With declining balance methods of depreciation, when the asset has a salvage value, the ending Net Book Value should be the salvage value. Under Straight Line Depreciation, we first subtracted the salvage value before figuring depreciation. With declining balance methods, we don’t subtract that from the calculation. What that means is we are only depreciating the asset to its salvage value.

declining balance depreciation formula

The double declining balance method of depreciation reports higher depreciation charges in earlier years than in later years. The higher depreciation in earlier years matches the fixed asset’s ability to perform at optimum efficiency, while lower depreciation in later years matches higher maintenance costs. It’s ideal to have accounting software that can calculate depreciation automatically.

GAAP is a set of rules that includes the details, complexities, and legalities of business and corporate accounting. GAAP guidelines highlight several separate, allowable methods of depreciation that accounting professionals may use. A more common depreciation method is the straight-line method, where the depreciation expense to be recognized is spread evenly over the useful life of the underlying asset. This method is the simplest to calculate, and generally represents the actual usage of assets over time. It is also more likely to leave carrying values on the balance sheet that reflect the remaining market values of assets (though there is not necessarily a direct relationship between carrying value and market value). Depreciation is an accounting process by which a company allocates an asset’s cost throughout its useful life.

Instead of multiplying by our fixed rate, we’ll link the end-of-period balance in Year 5 to our salvage value assumption. However, one can see that the amount of expense to charge is a function of the assumptions made about both the asset’s lifetime and what it might be worth at the end of that lifetime. direct cost vs indirect cost cost accounting Those assumptions affect both the net income and the book value of the asset. Further, they have an impact on earnings if the asset is ever sold, either for a gain or a loss when compared to its book value. He has a CPA license in the Philippines and a BS in Accountancy graduate at Silliman University.
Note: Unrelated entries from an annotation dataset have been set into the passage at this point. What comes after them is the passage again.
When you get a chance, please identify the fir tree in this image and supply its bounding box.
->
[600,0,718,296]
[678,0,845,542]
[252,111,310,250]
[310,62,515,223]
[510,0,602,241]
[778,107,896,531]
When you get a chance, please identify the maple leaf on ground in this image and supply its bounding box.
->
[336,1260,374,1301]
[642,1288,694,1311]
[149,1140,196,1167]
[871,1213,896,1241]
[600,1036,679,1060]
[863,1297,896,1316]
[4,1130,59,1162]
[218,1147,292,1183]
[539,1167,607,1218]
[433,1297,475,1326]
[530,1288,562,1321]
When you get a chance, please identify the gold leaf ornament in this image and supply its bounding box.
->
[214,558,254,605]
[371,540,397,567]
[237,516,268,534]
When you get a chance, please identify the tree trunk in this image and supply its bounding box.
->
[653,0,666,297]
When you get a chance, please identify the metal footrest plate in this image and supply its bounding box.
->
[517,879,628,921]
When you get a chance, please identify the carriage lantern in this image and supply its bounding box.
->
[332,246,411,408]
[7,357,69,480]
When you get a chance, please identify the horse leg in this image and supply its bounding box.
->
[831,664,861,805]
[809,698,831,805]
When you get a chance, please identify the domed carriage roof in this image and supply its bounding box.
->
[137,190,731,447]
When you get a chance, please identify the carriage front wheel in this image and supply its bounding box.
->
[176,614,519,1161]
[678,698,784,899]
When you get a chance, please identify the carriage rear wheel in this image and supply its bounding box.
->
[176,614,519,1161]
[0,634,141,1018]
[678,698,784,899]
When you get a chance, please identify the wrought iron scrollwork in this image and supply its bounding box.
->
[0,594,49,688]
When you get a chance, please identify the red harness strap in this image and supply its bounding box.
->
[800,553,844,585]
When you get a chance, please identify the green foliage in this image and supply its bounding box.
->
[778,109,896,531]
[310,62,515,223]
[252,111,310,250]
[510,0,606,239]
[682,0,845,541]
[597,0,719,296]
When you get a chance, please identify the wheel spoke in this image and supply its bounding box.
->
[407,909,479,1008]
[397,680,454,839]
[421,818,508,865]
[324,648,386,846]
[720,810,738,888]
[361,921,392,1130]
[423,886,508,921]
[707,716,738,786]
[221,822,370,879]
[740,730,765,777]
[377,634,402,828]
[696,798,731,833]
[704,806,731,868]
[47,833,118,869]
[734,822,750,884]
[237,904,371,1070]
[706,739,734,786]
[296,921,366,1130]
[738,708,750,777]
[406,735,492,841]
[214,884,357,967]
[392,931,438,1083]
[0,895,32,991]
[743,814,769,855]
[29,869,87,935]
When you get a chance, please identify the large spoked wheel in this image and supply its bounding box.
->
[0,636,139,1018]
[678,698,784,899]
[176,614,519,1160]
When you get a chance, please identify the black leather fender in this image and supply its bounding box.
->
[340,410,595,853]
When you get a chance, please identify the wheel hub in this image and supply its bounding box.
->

Reducing balance method causes reported profits of a company to decline by a higher depreciation charge in the early years of an assets life. This method often is used if an asset is expected to lose greater value or have greater utility in earlier years. Some companies may use the double-declining balance equation for more aggressive depreciation and early expense management. 150% declining balance depreciation is calculated in the same manner as is double-declining-balance depreciation, except that the rate is 150% of the straight-line rate.